4.5. Support and Resistance Zones
Calculates key levels that inform stop-loss placements and trading size decisions enhancing trading strategy around the Bitcoin Destiny Line.
4.6. Market Action Indicators
Suggests potential trading actions for different market phases aiding traders in identifying investment/trading opportunities.
Risk Indicator - Signals when prices are extremely over-extended helping to avoid entries during potential peak valuations.
4.7. Cycle Projections
Extends repricing levels into the future providing a visual forecast of expected price movements and enhancing strategic planning capabilities.
Cycle-High Price Projection Range - Provides a probabilistic range for upcoming cycle peaks based on historical trends and current market analysis.
4.8. Heatmap Only
It is also possible to plot the heatmap only as a background or as a bar in a second indicator.
4.9. Complete Visual View
A complete view of all key elements switched on the model.
5. Settings
Users can select to only show specific elements or all elements of the model.
They can set the sensitivity of some of the model elements and adjust certain view settings.
6. Different Strategies to Utilize the Model
The following strategies are enabled by the Bitcoin Destiny Line model:
6.1. Value-Based Entry Strategy
Investors can optimize their investment strategy by deploying investable cash either as a lump sum or on a dollar-cost averaging basis upon the display of a value indicator (Up-Triangles) which signals the highest probability for value entries.
6.2. Long-Term Position Strategy
As an alternative, investors may prefer to continue deploying investable funds while cooler colors (green or blue) are displayed on the value map, indicating favorable conditions for long-term positions.
6.3. Scaling Out Strategy
Investors may choose to scale out some of their investment upon the display of a risk indicator (circles) reducing exposure to potential downturns.

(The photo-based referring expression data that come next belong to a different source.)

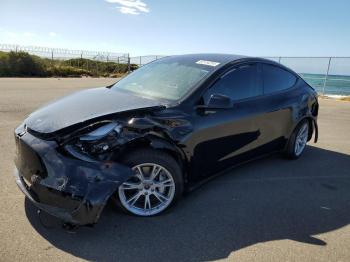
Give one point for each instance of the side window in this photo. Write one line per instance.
(239, 83)
(277, 79)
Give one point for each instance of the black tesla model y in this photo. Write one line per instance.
(159, 131)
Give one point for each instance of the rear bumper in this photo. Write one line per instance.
(73, 190)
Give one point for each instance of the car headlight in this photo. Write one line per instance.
(101, 140)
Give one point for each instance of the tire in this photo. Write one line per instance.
(154, 196)
(297, 141)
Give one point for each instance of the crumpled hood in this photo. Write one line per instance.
(83, 106)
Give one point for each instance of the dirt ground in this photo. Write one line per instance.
(268, 210)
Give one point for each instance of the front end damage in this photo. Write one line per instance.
(71, 174)
(73, 190)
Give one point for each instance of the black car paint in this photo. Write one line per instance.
(203, 140)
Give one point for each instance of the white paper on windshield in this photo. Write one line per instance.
(209, 63)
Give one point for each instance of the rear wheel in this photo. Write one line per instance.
(298, 140)
(156, 184)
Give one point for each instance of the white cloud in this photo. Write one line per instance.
(28, 34)
(11, 34)
(132, 7)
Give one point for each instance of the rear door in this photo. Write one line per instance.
(222, 134)
(276, 106)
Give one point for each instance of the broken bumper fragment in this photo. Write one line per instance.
(73, 190)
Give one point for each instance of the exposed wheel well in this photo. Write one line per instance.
(175, 155)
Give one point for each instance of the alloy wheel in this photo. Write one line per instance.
(149, 191)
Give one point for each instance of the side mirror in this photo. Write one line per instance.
(219, 101)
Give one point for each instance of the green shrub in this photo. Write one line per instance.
(23, 64)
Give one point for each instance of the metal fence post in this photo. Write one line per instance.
(325, 79)
(128, 63)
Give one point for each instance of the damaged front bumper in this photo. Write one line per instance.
(73, 190)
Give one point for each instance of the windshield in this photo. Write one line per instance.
(168, 78)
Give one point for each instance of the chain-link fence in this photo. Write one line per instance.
(328, 75)
(93, 62)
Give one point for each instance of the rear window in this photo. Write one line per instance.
(277, 79)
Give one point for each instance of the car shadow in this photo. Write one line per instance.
(269, 199)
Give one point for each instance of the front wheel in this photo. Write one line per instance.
(298, 140)
(156, 184)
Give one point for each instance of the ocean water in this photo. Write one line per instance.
(335, 84)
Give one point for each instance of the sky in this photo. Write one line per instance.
(165, 27)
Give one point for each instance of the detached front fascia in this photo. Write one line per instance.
(74, 190)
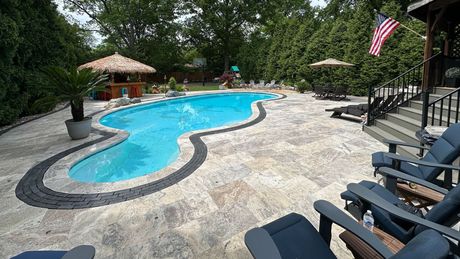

6.4. Portfolio Rebalancing Strategy
A sound strategy can also be to follow a portfolio rebalancing approach by deploying available investable cash upon the display of a value indicator. Rebalance the portfolio to maintain 25% in cash upon the display of a risk indicator. Adjust this ratio as subsequent risk indicators are triggered, deploying available cash upon future value signals.
6.5. Bear Market Strategy
In a bear market, traders may seek short positions upon the display of the Continued Downward Momentum indicator (Down Triangles) capitalizing on declining market trends.
6.6. Short-Term Trading Strategy
Traders can use hourly or 4-hourly data along with the daily Price Rails and Heatmap Bar for short-term positions. They may incorporate other preferred indicators such as RSI for entry/exit decisions.
7. Recommendations and Disclosures
Investors are recommended to take a prudent approach. It is not recommended for investors to scale out completely or significantly reduce the largest portion of their long-term Bitcoin positions in hopes of buying back at lower prices unless they have a compelling reason to do so. The future market conditions may not replicate past opportunities making this strategy uncertain. However, scaling out a smaller portion such as 25% can offer a high potential for an asymmetric risk-reward ratio. This approach is likely to provide a higher risk-adjusted return compared to traditional dollar-cost averaging or random lump sum adjustments.
The Bitcoin Destiny Line Model leverages 13.5 years of available price data across four complete Bitcoin market cycles.
While each additional cycle enriches the model's robustness and enhances the reliability of its forecasts, it is crucial for users to understand that historical trends are indicative of probable future directions and potential price ranges. Users should be cognizant that past performance is not a definitive predictor of future results and should not be the sole basis for investment decisions.